Ekaterina Shutova
Multilingual language models (MLMs), such as XLM-R or BLOOM, are pretrained on data covering many languages and share their parameters across all languages. This modeling approach has several powerful advantages, such as allowing similar languages to exert positive influence on each other, and enabling cross-lingual task transfer (i.e., fine-tuning on some source language(s), then using the model on different target languages). The success of such transfer, however, depends on the model's ability to effectively share information between different languages in its parameter space. Yet, the cross-lingual information sharing mechanisms within MLMs are still not fully understood. In this talk, I will present our recent research that investigates this question from three different perspectives: encoding of typological relationships between languages within MLMs, language-wise modularity of MLMs and the influence of training examples in specific languages on predictions made in others.
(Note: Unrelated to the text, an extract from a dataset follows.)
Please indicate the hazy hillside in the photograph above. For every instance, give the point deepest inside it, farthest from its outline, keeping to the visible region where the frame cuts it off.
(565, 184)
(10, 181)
Ekaterina Shutova is an Associate Professor at the ILLC, University of Amsterdam, where she leads the Amsterdam Natural Language Understanding Lab and the Natural Language Processing & Digital Humanities research unit. She received her PhD from the University of Cambridge, and then worked as a research scientist at the University of California, Berkeley. Ekaterina’s current research focuses on few-shot learning for language interpretation tasks, multilingual NLP, generalisability and robustness of NLP models and interpretability in deep learning. Her prominent service roles include Program Chair of ACL 2025, Senior Action Editor of ACL Rolling Review, Action Editor of Computational Linguistics and Demonstrations chair at EMNLP 2022. She is also an ELLIS scholar.